Creating the mental health sustainability gap

In designing sustainable mental health services, we need to fully understand our available resources and constraints across environmental, economic and social domains. Only then can models of care be developed that can be sustained into the future. 

Centre for Sustainable Healthcare have developed principles of sustainable health care that help us align resources with care models. These are prevention, lean service design, patient empowerment and use of new and low carbon technologies. Using these principles we can more readily see how services can shift to become more sustainable.

In kidney medicine, they have the luxury, at least initially, of having a clear focus on one resource intensive intervention: dialysis. They can refine and modify dialysis to reduce its economic, environmental and social impact. In mental health we do not have this luxury, but what we do have is what I call the mental health sustainability gap. This is the gap between when a patient develops mental health symptoms and when they need management from our resource intensive services.
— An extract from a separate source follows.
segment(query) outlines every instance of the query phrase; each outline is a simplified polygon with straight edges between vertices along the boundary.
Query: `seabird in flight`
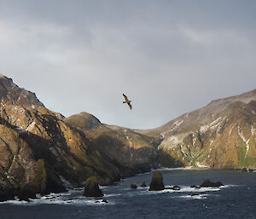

Presentation with kidney failure

If someone’s kidneys don’t work, they just need dialysis, (or a new kidney), but if someone has a mental health condition, there is perhaps more we can do to reduce the need for secondary mental health services to become immediately involved.  


Creating the gap…

Using the first two sustainable principles mentioned, we can create this sustainability gap between onset of symptoms and involvement with mental health services. Improving preventive strategies, (such as using early intervention teams, which reduce future presentations and help patients self-manage early signs of relapse), while designing lean services, (such as being more strategic about organizing follow up appointments and not offering 2 weekly appointments as standard), both serve to create the sustainability gap. 


Maintaining the gap…

How do we support patients safely and effectively in this gap between presentation and service involvement?  We can achieve this by focusing on the last two principles of sustainability health care. We can empower patients, (through education or peer support, to self-manage or monitor their conditions), and use technology (smart phone apps that can help to avoid triggers or that can remotely recognise signs of relapse, or online electronic CBT) to maintain this gap while meeting the needs of the patient. 


Empowerment technology


There are obviously difficulties with applying these principles to every mental health care context, but using these principles more broadly across the system should lead to improved sustainability of mental health services. These will in turn demand less economic and environmental resources.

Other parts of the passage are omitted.